The Company intends to use the net proceeds of the First Tranche to fund further exploration efforts at the Company’s Kombat Mine, as described in the Company’s news release dated November 10, 2016, as well as for general working capital purposes.
The First Tranche is subject to final approval of the TSX Venture Exchange. The common shares issued pursuant to the First Tranche will be subject to a four month and one day statutory hold period expiring on April 13, 2017. The Company did not pay any finder’s fees in connection with the First Tranche.
With certain members of Kombat Copper’s management team and directors acquiring a portion of the First Tranche, their participation will be considered to be a “related party transaction” as defined under Multilateral Instrument 61-101 (“MI 61-101”). The First Tranche will be exempt from the formal valuation and minority shareholder approval requirements of MI 61-101.

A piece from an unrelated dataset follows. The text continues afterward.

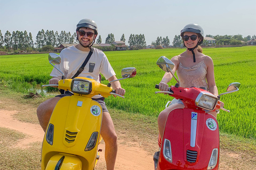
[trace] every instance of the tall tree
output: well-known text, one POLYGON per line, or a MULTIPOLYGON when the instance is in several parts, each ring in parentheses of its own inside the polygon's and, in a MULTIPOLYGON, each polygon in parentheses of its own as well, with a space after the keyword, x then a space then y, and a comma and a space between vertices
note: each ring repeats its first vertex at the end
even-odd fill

Kombat Copper is a publicly traded Canadian exploration and development company with its core operations focused on copper resources in Namibia, one of the world’s most prospective copper regions, where it has substantial assets in place with significant upside. The Company continues to hold an 80% interest in five mining licenses in the Otavi Mountain lands, an area of Namibia particularly known for its high-grade copper deposits. Within these licenses are three past producing mines including the Company’s flagship property, the Kombat Mine.
Neither TSX Venture Exchange nor its Regulation Services Provider (as that term is defined in the policies of the TSX Venture Exchange) accepts responsibility for the adequacy or accuracy of this release.
This news release may contain forward-looking statements. These statements include statements regarding the First Tranche, the expected use of proceeds of the First Tranche and the Company’s future plans and objectives. These statements are based on current expectations and assumptions that are subject to risks and uncertainties. Actual results could differ materially because of factors discussed in the management discussion and analysis section of our interim and most recent annual financial statements or other reports and filings with the TSX Venture Exchange and applicable Canadian securities regulations. We do not assume any obligation to update any forward-looking statements, except as required by applicable laws.
This news release does not constitute an offer to sell or a solicitation of an offer to buy any of the securities in the United States. The securities have not been and will not be registered under the United States Securities Act of 1933, as amended (the “U.S. Securities Act”) or any state securities laws and may not be offered or sold within the United States or to U.S. Persons unless registered under the U.S. Securities Act and applicable state securities laws or an exemption from such registration is available.